My mind is an asshole.

I know this. I have known this since I tried to take my life at age 12. I have stepped up and actually dealt with this since I was 19. And yet, somehow it still manages to surprise me with this truth. Over and over again.

Last Saturday, I experienced one of the worst depressive crashes I have had in years. The degree of depression hearkened back to when I had no idea what was going on in my brain in my late teens or when I was learning how to deal with my bipolar in my early twenties or when I was in Iraq a decade ago.

Years ago, I seemed to figure out how to live with my bipolar, how to balance my life and my mind. It took several therapists, years of experimentation and failure. Finally, with a combination of behavior cognitive processing approaches, an amazing support system, a solid routine, and a high amount of exercise, I seemed to find a way to ride the waves, to level out the sea a bit. It has never been a cure, but it has been pretty effective adaptation.

So effective that I had largely forgot to depths my mind could drop to and what it was like to be raw and unfiltered.

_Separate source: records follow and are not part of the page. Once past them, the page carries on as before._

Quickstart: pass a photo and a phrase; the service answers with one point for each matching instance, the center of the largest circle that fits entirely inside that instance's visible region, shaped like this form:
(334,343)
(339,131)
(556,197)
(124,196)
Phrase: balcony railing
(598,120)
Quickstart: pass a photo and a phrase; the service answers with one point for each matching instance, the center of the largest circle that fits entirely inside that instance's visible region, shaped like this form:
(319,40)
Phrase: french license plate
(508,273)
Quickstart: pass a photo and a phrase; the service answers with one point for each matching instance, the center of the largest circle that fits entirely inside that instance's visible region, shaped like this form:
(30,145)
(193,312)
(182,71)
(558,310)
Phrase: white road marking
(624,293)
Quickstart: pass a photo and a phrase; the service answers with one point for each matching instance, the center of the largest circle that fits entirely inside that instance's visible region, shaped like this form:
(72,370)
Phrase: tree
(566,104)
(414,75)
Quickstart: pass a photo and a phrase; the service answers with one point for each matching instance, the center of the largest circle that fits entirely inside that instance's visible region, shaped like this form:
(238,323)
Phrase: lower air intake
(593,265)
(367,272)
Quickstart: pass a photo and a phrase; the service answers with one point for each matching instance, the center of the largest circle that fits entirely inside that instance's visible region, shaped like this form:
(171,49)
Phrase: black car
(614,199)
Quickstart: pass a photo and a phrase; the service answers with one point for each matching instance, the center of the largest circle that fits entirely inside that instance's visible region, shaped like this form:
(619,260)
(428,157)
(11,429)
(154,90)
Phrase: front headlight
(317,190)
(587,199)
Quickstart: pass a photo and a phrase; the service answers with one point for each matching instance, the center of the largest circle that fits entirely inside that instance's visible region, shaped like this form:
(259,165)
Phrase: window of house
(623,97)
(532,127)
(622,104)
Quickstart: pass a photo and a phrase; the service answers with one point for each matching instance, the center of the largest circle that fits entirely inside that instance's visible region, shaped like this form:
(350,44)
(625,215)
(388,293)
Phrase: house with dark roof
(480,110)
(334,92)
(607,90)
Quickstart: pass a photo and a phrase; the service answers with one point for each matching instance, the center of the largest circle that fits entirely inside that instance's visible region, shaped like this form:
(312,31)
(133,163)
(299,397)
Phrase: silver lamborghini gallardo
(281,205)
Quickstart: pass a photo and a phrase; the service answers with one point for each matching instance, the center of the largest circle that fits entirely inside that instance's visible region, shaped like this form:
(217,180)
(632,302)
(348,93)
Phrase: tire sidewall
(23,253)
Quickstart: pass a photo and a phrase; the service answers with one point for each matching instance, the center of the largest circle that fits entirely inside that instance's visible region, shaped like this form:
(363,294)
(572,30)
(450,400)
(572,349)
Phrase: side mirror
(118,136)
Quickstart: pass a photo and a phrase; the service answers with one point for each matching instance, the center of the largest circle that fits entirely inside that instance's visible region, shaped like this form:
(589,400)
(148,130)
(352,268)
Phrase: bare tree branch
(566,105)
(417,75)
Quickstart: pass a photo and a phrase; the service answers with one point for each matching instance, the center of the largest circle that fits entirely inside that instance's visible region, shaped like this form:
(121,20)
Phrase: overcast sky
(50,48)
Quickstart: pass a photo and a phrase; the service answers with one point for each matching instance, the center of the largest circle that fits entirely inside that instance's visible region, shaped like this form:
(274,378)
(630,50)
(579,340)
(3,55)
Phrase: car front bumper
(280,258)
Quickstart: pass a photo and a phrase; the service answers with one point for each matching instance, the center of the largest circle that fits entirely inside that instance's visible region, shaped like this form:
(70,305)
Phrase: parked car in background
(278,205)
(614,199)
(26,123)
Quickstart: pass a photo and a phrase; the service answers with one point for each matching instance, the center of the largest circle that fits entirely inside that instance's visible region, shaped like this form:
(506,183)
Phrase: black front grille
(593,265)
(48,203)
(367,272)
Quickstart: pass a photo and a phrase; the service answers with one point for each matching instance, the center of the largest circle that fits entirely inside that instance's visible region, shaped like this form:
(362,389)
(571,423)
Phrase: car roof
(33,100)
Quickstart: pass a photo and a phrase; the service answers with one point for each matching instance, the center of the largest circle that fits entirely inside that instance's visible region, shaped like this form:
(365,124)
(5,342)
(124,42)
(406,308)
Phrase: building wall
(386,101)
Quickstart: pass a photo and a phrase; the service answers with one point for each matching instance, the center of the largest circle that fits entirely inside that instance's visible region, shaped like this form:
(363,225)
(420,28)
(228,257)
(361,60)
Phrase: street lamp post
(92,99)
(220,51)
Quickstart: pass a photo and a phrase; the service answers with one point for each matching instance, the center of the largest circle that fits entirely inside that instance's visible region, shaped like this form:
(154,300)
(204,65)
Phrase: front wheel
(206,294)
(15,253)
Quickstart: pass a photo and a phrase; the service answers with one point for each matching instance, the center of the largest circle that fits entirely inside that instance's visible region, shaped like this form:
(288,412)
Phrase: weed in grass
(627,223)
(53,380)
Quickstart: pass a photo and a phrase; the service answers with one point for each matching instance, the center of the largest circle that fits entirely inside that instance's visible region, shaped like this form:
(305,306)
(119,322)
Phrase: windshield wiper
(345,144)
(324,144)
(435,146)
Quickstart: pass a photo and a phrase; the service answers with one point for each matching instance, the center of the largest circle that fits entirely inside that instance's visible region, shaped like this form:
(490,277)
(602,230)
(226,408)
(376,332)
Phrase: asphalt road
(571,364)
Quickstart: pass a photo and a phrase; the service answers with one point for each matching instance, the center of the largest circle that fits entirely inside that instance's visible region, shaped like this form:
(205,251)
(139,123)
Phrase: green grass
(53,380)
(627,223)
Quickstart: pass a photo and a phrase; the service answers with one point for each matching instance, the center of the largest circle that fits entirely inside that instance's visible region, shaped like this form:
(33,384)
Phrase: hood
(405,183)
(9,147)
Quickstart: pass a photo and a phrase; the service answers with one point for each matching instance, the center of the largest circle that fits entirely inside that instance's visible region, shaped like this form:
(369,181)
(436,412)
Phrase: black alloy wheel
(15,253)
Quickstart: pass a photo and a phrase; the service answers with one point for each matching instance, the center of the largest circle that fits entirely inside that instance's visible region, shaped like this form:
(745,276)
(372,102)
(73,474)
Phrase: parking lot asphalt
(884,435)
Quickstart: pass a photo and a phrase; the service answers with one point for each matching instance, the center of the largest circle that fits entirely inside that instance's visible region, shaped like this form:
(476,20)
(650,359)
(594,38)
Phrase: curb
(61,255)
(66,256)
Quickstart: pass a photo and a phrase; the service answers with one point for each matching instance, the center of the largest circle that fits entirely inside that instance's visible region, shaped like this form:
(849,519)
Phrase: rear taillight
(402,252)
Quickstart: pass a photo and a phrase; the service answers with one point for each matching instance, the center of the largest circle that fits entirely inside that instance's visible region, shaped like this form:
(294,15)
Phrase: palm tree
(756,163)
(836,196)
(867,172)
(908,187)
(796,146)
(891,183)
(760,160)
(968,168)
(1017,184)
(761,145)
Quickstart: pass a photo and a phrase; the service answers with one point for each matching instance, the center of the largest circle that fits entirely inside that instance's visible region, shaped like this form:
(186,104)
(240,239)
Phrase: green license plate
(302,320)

Saturday reminded me. After a night writhing in hip pain on the couch, the depression overwhelmed me from below my exhaustion. It weighed down on me to a heavy and paralytic level I had not experienced in so long. I lay on the couch simply weeping for a couple hours. My husband attempted to counsel me, but I didn’t have words, and I did not want to make eye contact.

My husband has been with me through all stages of this journey. He met me when I was a teenager who was cutting and burning herself. We were friends and casual partners when I was lost and self-destructive. We began our actual relationship after I started dealing with what I am. He was who I came home to after Iraq. He has been with me for half of my life, which has included most of my struggles and traumas. He has seen me that low; he knows the patterns.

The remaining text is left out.